E’fin troppo facile sparare sul pianista (anche quando non stona). Tuttavia, a mio avviso, occorre dire che nel predisporre i documenti di politica economia approvati dal Consiglio dei Ministri nel pomeriggio del 13 aprile e posti in serata sul sito del Ministero dell’Economia e delle Finanze, l’Esecutivo è stato meno ardito di quanto sarebbe potuto essere. Non ha colto l’occasione offertagli dalla situazione d’incertezza in cui grava l’economia internazionale in generale, l’economia del bacino del Mediterraneo in particolare ed ancora più specificatamente l’economia italiana a ragione di un quadro politico tutt’altro che sereno. Dalla metà degli anni Novanta (quando Avinash Dixit e Robert Pyndick hanno pubblicato uno studio fondamentale in materia, l’incertezza viene considerata, dagli economisti, come un bene pubblico (di cui tutti, cioè, possono fruire) che apre finestre d’opportunità. Il senso di tali finestre d’opportunità non si avverte nei documenti approvati (il programma di stabilità dell’Italia ed il programma nazionale di riforma). Quanto meno non si tocca con mano ad una prima e necessariamente preliminare lettura.

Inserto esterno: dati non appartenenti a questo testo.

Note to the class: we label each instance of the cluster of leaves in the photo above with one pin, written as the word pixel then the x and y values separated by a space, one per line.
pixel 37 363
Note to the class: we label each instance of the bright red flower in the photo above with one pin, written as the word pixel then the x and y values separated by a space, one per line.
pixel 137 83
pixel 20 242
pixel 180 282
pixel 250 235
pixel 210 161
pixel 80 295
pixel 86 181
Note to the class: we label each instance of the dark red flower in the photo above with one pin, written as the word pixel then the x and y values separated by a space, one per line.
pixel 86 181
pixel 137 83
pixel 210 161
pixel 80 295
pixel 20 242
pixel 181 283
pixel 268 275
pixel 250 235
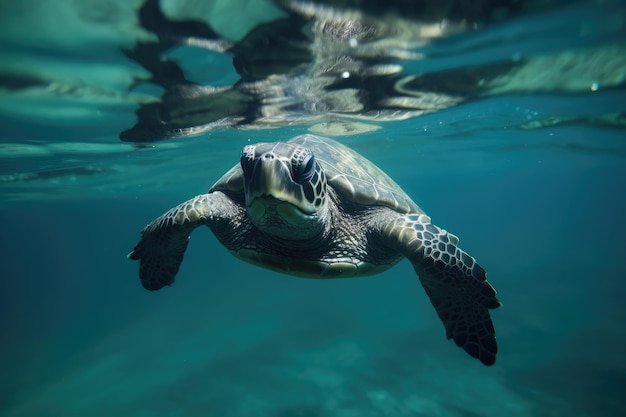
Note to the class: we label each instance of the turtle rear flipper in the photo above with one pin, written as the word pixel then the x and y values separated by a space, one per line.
pixel 164 241
pixel 456 285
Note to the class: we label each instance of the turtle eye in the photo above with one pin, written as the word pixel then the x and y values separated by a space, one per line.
pixel 247 159
pixel 303 171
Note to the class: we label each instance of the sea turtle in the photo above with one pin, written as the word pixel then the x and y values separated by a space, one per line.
pixel 312 207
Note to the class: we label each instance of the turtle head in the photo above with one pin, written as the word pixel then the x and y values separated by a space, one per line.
pixel 285 189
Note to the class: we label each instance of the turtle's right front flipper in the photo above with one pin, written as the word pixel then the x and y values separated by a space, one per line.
pixel 164 241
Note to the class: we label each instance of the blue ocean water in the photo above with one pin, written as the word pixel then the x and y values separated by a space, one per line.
pixel 531 178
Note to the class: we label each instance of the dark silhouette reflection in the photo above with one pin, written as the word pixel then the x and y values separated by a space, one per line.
pixel 316 64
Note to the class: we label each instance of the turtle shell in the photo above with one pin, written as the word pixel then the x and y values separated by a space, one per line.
pixel 352 176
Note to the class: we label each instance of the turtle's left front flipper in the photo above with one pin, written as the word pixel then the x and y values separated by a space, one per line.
pixel 456 285
pixel 164 241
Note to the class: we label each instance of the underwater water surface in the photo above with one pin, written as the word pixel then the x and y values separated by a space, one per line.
pixel 528 172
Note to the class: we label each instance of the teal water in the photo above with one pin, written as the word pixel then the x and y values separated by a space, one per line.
pixel 531 178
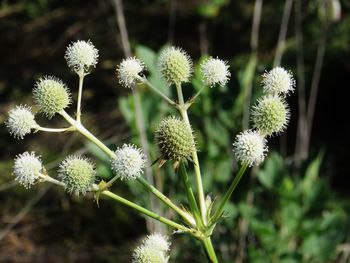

In effetti, pare di leggere un tradizionale Dpf diviso in due parti, ma in cui le riforme, specialmente quelle che potrebbero essere il risultato delle “finestre d’opportunità” derivanti dall’incertezza (per l’Italia e per gli altri) appaiono quasi di sfuggita. C’è, sì, un elenco delle riforme già fatte (ad esempio la previdenza) od in fase avanzata di realizzazione (scuola ed università); a queste ed altre riforme si propongono ritocchi. Vengono annunciati progetti di riforma in materia tributaria, che comporterebbe riscrivere i codici (operazione di lungo periodo), e l’introduzione di fiscalità di vantaggio per le aree in ritardo (che richiede un negoziato non facile con il resto dell’Unione Europea) ma poco o nulla c’è in materia di liberalizzazioni, privatizzazioni, mercato del lavoro. Se c’è sostanza è celata nel centinaio di pagine dei due documenti (utile ricordare che quanto venne creato il Dpf si stabilì che non dovesse superare le 100 pagine proprio per non diventare un testo per archivi, come la Relazione Previsionale Programmatica, letto unicamente dai funzionari chiamati a redigerla).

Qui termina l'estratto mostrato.